Submitted by SarahRebbert on Thu, 01/25/2024 - 13:58
Authors
Sarah M. Bartsch Kelly J. O'Shea Danielle C. John Ulrich Strych Maria Elena Bottazzi Marie F. Martinez Allan Ciciriello Kevin L. Chin Colleen Weatherwax Kavya Velmurugan Jessie Heneghan Sheryl A. Scannell Peter J. Hotez Bruce Y. Lee
DOI
https://doi.org/10.1016/j.eclinm.2023.102369
Publication journal
The Lancet's eClinicalMedicine

Background

With efforts underway to develop a universal coronavirus vaccine, otherwise known as a pan-coronavirus vaccine, this is the time to offer potential funders, researchers, and manufacturers guidance on the potential value of such a vaccine and how this value may change with differing vaccine and vaccination characteristics.

Methods

Using a computational model representing the United States (U.S.) population, the spread of SARS-CoV-2 and the various clinical and economic outcomes of COVID-19 such as hospitalisations, deaths, quality-adjusted life years (QALYs) lost, productivity losses, direct medical costs, and total societal costs, we explored the impact of a universal vaccine under different circumstances.
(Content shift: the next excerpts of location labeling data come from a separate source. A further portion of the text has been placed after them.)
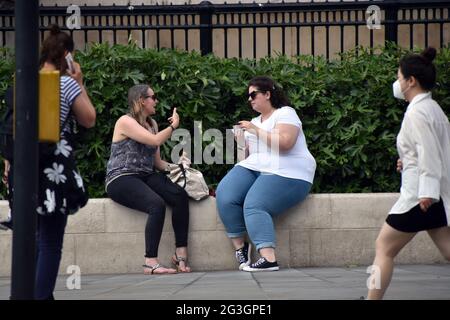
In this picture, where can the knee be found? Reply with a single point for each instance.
(157, 207)
(383, 249)
(253, 204)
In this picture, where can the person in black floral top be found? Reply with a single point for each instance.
(61, 189)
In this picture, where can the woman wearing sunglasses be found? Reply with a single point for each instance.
(277, 173)
(131, 179)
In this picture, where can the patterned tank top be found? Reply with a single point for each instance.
(129, 157)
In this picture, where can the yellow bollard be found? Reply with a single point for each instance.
(49, 104)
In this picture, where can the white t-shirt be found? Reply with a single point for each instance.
(297, 163)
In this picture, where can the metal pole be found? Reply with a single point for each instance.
(391, 28)
(206, 33)
(25, 149)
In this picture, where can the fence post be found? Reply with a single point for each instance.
(391, 25)
(206, 11)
We developed and populated this model using data reported by the CDC as well as observational studies conducted during the COVID-19 pandemic.

Findings

A pan-coronavirus vaccine would be cost saving in the U.S. as a standalone intervention as long as its vaccine efficacy is ≥10% and vaccination coverage is ≥10%. Every 1% increase in efficacy between 10% and 50% could avert an additional 395,000 infections and save $1.0 billion in total societal costs ($45.3 million in productivity losses, $1.1 billion in direct medical costs). It would remain cost saving even when a strain-specific coronavirus vaccine would be subsequently available, as long as it takes at least 2–3 months to develop, test, and bring that more specific vaccine to the market.

Interpretation

Our results provide support for the development and stockpiling of a pan-coronavirus vaccine and help delineate the vaccine characteristics to aim for in development of such a vaccine.